Sunday, May 10, 2015

Reading Through History: The Second Mrs. Gioconda by E.L. Konigsburg (1975)

When Salai is taken on as an assistant to Leonardo DaVinci, he becomes part of a three-way friendship which also includes Duchess Beatrice d'Este whose plainness keeps her in the shadow of her beautiful sister, Duchess Isabella. It is through this connection, born of DaVinci's eye for the inconspicuous, that the creation of the famous Mona Lisa comes to be.

Konigsburg is one of my favorite children's authors because her books cover such a wide range of topics and styles. This book, though completely unlike any of her others, is thoroughly engrossing and completely believable. The personalities she lends to the historical figures who populate the story suit their known actions and provide plausible explanations for what is not known.  DaVinci, especially, comes to life as a fully realized and interesting human being. Certainly even if Konigsburg's portrayal is not completely accurate, it will inspire young readers to seek out DaVinci's biography. 
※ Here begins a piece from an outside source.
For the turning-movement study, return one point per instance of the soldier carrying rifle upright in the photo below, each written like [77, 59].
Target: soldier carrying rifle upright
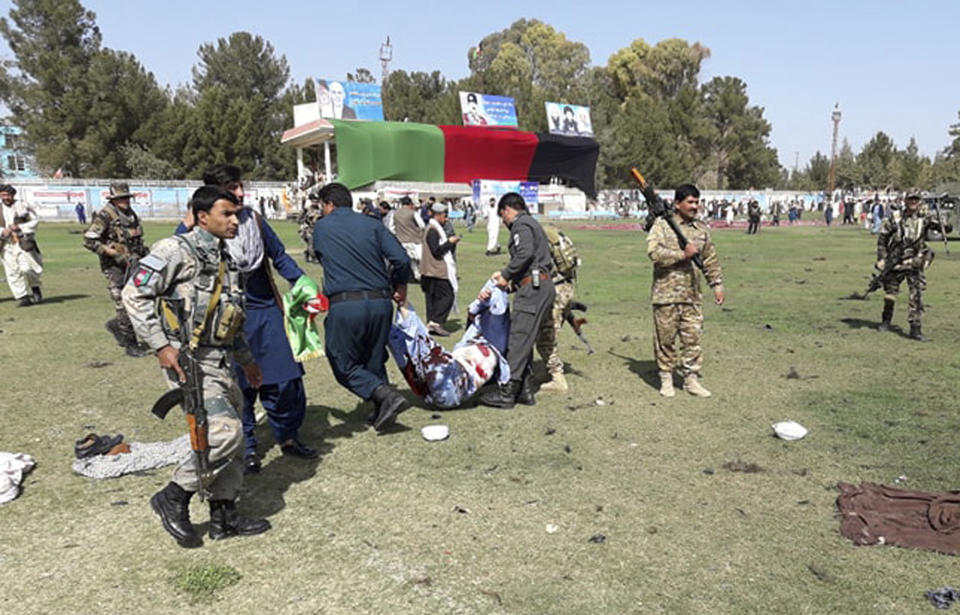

While the question that drives this book -  why did an artist in such high demand agree to paint a merchant's second wife? -  provides a definite puzzle, this book is not a mystery in the traditional sense. There are no real clues to piece together, and the ending, while fitting, is not something the reader can guess or predict.  Also, unlike other historical novels I've been reading for this project, The Second Mrs. Gioconda would not work as a child's first introduction to DaVinci, the Renaissance, or the Mona Lisa. Rather, this is a book for readers already somewhat familiar with the time period and its key players, as that knowledge is what allows one to theorize about the Mona Lisa's backstory. As supplemental reading to non fiction texts, however it is an excellent novel highly recommended for grades 6 to 10.